The scorebug initially read 105 mph before official measurement confirmed 104.5 mph
— Official MLB radar gun reading
The Hearth Conversation Another angle on the story
Inventor

What does it mean that a starting pitcher threw 104.5 mph? Why does that distinction matter?

Model

Starters are supposed to be durable, not explosive. They pitch deep into games. Relief pitchers—the guys Chapman was—they come in for one or two innings and empty the tank. Misiorowski did this as a starter, which changes the conversation about what human arms can sustain.

Inventor

Did Schwarber have any chance against pitches that fast?

Model

Not really. He got a piece of one, barely. When every pitch in an at-bat is over 103 mph, you're not hitting it—you're hoping to make contact. It's a different kind of baseball.

Inventor

Chapman's record is still higher. Does Misiorowski's achievement feel diminished by that?

Model

No.
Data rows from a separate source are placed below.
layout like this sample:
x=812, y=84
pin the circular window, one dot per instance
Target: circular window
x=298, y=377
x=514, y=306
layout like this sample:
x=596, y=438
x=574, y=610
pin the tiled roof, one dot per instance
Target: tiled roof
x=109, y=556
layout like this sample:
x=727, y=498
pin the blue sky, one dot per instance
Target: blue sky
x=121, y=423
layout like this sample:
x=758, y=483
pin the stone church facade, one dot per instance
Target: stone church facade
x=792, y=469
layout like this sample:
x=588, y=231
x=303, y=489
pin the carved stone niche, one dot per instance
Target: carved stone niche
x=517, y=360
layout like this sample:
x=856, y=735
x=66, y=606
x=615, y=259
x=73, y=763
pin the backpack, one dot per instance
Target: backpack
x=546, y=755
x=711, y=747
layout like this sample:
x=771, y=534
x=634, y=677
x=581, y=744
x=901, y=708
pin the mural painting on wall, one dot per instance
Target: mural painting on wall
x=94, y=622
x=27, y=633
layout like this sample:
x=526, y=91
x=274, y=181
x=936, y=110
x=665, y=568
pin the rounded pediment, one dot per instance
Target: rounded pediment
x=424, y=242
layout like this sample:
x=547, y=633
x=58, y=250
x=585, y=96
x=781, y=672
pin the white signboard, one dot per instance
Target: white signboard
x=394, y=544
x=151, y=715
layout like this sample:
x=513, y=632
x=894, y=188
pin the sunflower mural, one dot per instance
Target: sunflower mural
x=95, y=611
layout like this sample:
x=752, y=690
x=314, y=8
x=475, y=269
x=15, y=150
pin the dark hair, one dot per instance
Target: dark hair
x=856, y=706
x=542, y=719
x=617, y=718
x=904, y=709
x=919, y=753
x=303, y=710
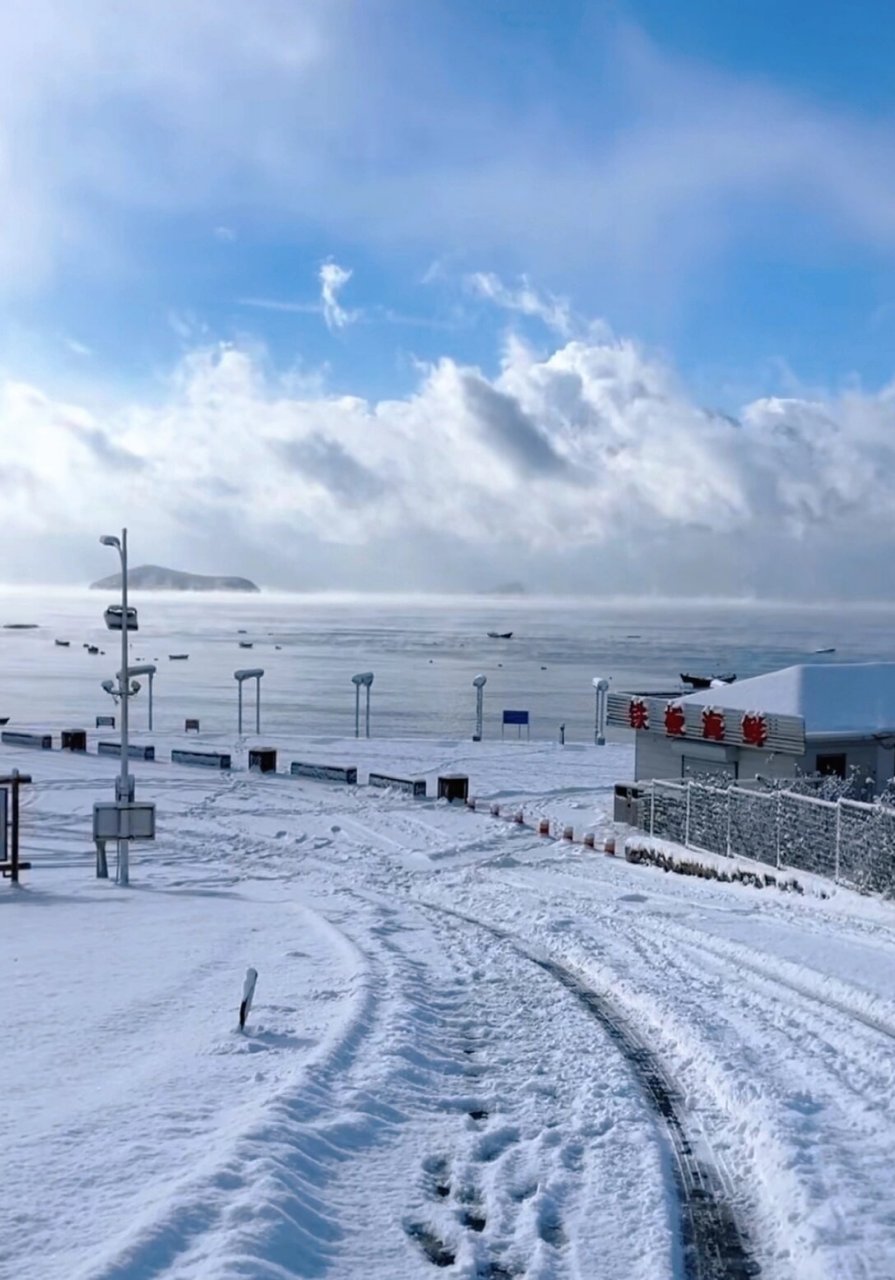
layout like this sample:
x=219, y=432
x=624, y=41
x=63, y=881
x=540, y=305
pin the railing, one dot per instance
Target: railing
x=846, y=841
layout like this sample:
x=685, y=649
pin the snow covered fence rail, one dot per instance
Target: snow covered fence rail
x=846, y=841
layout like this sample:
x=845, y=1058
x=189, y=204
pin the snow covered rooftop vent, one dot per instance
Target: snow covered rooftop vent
x=848, y=698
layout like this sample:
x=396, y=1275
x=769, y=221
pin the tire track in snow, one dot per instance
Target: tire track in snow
x=713, y=1244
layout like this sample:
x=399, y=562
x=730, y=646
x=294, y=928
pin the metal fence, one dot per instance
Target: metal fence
x=848, y=841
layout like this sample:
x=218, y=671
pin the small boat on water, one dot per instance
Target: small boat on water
x=707, y=681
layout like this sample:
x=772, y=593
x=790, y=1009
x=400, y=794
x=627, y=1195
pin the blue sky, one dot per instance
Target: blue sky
x=708, y=187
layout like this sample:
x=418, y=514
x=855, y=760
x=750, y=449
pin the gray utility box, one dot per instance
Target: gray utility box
x=263, y=758
x=453, y=786
x=628, y=801
x=115, y=821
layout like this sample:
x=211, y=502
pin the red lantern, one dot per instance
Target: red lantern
x=638, y=713
x=754, y=728
x=713, y=725
x=675, y=722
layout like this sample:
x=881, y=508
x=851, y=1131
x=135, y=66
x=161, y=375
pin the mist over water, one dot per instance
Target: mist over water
x=423, y=650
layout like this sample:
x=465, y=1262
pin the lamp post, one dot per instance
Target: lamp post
x=365, y=680
x=601, y=690
x=146, y=670
x=479, y=685
x=241, y=676
x=124, y=787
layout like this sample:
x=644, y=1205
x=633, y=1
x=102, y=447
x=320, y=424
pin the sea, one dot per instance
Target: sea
x=424, y=653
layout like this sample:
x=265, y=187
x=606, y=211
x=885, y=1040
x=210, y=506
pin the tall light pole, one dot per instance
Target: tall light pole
x=241, y=676
x=601, y=690
x=364, y=679
x=479, y=685
x=124, y=789
x=145, y=670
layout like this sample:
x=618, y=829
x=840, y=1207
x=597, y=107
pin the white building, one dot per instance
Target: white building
x=809, y=718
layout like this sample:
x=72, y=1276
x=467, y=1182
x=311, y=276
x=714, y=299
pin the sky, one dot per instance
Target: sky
x=597, y=297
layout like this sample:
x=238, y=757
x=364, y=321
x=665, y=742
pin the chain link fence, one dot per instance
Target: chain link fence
x=846, y=841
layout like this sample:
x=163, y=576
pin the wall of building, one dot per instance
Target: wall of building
x=658, y=757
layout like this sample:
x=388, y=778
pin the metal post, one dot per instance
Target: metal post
x=652, y=808
x=14, y=850
x=123, y=844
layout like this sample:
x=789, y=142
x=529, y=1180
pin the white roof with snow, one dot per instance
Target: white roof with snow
x=832, y=698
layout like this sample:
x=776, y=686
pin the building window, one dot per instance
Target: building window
x=831, y=766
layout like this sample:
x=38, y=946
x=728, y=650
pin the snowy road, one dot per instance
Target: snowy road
x=471, y=1050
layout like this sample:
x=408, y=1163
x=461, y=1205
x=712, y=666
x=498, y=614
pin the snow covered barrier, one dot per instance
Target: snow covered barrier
x=210, y=759
x=14, y=737
x=346, y=773
x=136, y=750
x=415, y=787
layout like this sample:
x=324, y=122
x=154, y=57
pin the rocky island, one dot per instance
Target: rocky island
x=154, y=577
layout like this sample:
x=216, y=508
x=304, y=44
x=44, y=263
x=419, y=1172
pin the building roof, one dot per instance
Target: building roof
x=853, y=699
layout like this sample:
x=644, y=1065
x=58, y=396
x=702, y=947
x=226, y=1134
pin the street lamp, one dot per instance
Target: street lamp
x=601, y=690
x=124, y=789
x=479, y=684
x=365, y=680
x=146, y=670
x=241, y=676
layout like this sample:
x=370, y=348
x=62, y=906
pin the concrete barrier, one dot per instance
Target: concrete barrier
x=16, y=737
x=415, y=787
x=346, y=773
x=136, y=750
x=210, y=759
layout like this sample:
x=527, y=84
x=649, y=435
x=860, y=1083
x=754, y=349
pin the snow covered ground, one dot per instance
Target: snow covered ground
x=471, y=1048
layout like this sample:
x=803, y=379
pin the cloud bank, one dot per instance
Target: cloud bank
x=589, y=467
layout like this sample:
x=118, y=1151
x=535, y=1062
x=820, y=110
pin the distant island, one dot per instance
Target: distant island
x=154, y=577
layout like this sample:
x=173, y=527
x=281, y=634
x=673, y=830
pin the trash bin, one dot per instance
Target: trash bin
x=628, y=803
x=263, y=758
x=453, y=786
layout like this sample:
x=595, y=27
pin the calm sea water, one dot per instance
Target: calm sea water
x=424, y=653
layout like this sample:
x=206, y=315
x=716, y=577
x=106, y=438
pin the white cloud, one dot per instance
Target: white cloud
x=588, y=466
x=333, y=278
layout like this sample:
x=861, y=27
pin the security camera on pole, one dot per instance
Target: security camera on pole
x=364, y=680
x=479, y=685
x=601, y=690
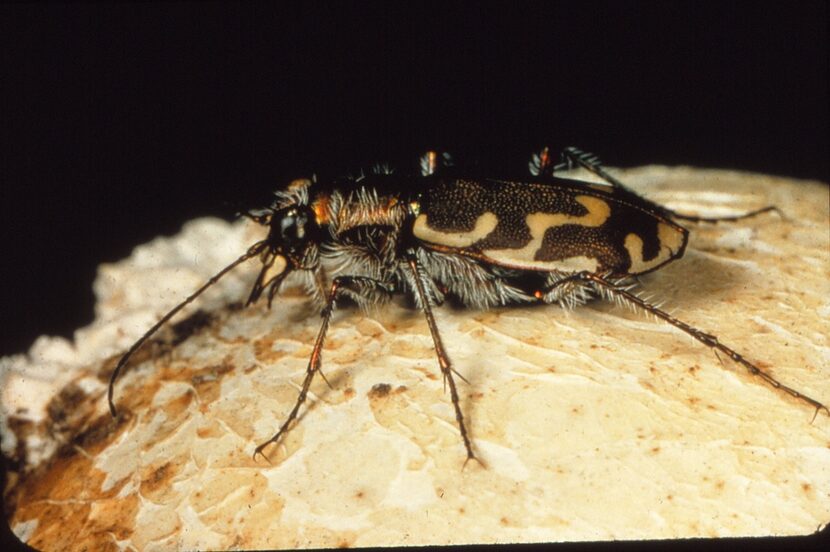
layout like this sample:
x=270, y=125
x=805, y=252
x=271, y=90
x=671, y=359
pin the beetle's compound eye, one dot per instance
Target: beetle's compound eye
x=291, y=229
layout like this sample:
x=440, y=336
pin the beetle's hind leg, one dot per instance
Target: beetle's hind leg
x=340, y=286
x=611, y=291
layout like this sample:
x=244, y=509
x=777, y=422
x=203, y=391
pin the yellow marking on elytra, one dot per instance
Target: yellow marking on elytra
x=670, y=243
x=568, y=265
x=485, y=224
x=538, y=223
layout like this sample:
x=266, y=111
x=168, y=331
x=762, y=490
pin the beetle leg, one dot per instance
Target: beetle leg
x=338, y=286
x=609, y=289
x=443, y=359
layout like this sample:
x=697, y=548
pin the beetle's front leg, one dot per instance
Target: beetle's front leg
x=339, y=286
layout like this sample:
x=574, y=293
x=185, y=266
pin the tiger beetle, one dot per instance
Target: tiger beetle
x=484, y=242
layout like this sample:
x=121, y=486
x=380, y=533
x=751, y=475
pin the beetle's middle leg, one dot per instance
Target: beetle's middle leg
x=608, y=289
x=443, y=359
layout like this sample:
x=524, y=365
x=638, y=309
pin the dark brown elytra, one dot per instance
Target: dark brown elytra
x=481, y=241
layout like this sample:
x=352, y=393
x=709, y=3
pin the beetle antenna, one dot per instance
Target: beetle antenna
x=253, y=251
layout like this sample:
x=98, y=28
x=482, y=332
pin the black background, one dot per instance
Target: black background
x=121, y=122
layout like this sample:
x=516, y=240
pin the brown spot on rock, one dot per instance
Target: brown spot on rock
x=379, y=391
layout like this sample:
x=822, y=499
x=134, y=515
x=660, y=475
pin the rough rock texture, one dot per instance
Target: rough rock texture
x=594, y=424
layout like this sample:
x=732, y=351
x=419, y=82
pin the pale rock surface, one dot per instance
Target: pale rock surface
x=594, y=424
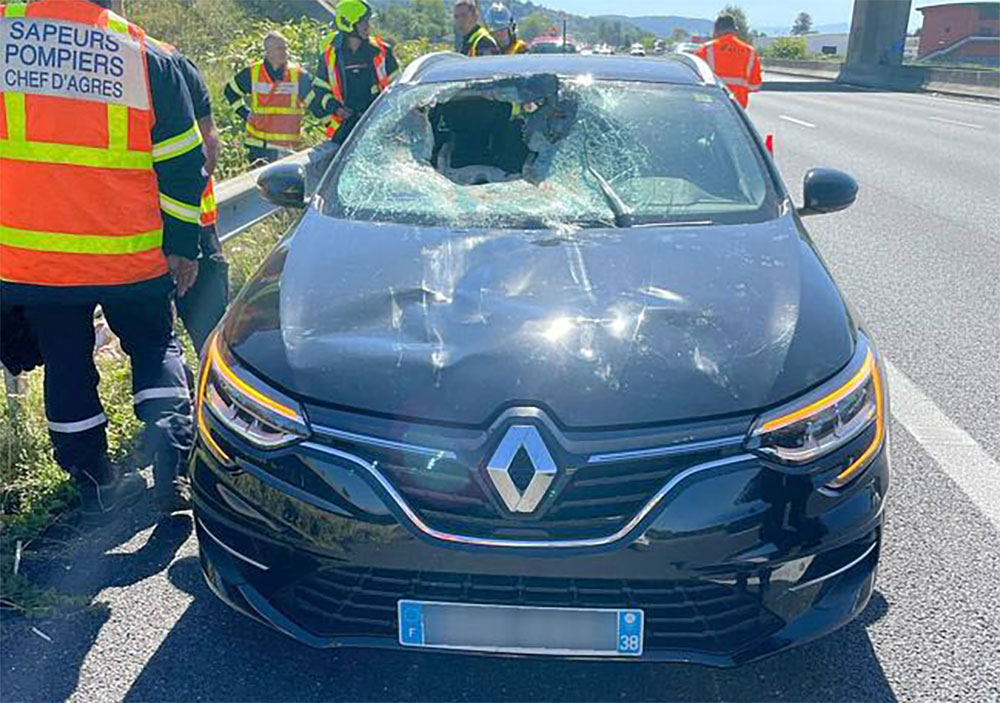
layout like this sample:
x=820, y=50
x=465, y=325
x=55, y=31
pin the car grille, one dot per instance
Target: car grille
x=589, y=501
x=680, y=615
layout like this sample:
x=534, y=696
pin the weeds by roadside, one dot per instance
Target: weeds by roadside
x=35, y=493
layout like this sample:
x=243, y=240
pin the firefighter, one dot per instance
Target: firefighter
x=472, y=38
x=734, y=61
x=354, y=69
x=100, y=185
x=501, y=24
x=205, y=303
x=278, y=91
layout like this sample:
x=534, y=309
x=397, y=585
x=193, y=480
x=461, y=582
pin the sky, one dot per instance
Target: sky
x=760, y=12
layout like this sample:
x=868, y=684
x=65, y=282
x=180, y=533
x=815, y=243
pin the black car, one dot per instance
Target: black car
x=549, y=365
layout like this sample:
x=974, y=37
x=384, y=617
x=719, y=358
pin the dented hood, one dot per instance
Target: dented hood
x=600, y=327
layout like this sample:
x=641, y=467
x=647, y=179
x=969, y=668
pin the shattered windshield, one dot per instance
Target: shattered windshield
x=543, y=152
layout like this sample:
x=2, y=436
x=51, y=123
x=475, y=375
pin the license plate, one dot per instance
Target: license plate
x=520, y=629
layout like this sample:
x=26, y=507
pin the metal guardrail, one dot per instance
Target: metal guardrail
x=241, y=206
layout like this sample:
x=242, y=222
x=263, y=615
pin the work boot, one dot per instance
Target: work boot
x=170, y=485
x=105, y=492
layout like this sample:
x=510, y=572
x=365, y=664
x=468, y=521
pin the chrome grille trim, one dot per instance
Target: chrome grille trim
x=383, y=443
x=654, y=452
x=416, y=520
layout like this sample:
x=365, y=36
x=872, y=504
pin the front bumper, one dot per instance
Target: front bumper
x=738, y=564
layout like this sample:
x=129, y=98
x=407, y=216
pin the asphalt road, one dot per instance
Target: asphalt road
x=919, y=257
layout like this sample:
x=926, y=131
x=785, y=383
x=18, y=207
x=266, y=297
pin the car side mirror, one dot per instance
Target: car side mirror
x=284, y=185
x=827, y=190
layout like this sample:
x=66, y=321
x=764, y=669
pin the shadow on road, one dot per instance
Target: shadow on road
x=816, y=86
x=40, y=660
x=214, y=654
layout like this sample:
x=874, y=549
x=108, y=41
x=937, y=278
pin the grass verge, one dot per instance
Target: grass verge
x=35, y=493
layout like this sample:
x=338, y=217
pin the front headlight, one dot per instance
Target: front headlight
x=264, y=417
x=835, y=416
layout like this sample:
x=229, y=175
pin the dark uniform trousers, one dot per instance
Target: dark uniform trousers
x=204, y=304
x=161, y=399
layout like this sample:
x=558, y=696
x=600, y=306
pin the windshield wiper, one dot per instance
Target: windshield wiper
x=623, y=213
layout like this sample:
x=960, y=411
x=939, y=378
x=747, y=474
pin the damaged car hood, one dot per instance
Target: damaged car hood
x=602, y=328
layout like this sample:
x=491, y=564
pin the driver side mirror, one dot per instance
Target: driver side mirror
x=284, y=185
x=827, y=190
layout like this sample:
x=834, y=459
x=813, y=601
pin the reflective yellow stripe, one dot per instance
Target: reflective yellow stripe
x=80, y=243
x=177, y=146
x=236, y=88
x=118, y=127
x=182, y=211
x=255, y=71
x=14, y=106
x=271, y=136
x=45, y=152
x=278, y=111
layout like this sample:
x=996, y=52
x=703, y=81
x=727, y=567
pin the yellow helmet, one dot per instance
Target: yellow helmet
x=350, y=13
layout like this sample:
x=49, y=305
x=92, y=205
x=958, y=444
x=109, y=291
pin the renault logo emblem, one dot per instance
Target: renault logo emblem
x=521, y=437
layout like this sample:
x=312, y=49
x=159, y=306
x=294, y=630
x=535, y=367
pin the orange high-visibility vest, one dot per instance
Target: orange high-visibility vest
x=209, y=206
x=736, y=63
x=478, y=36
x=275, y=108
x=79, y=199
x=382, y=79
x=517, y=47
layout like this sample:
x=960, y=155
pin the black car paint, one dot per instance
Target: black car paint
x=604, y=328
x=423, y=333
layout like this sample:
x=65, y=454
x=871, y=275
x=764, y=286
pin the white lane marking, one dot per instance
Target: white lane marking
x=955, y=122
x=786, y=118
x=975, y=472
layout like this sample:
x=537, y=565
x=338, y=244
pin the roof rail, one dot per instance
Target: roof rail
x=698, y=66
x=412, y=72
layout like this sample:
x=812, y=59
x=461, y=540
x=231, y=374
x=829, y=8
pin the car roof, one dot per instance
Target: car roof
x=445, y=67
Chapman threw harder, but he was a specialist brought in for moments. Misiorowski did this as his job, his role in the game. They're different accomplishments.

Inventor

What happens next? Does this change how teams think about starting pitchers?

Model

That's the real question. If other young starters can generate this kind of velocity, it reshapes everything—workload management, pitch design, how hitters prepare. One night doesn't make a trend, but it plants a seed.

Inventor

Was this a fluke, or is Misiorowski just built differently?

Model

We don't know yet. One at-bat, one game. But the fact that all five pitches exceeded 103 mph suggests it wasn't a one-time spike. There's something real there.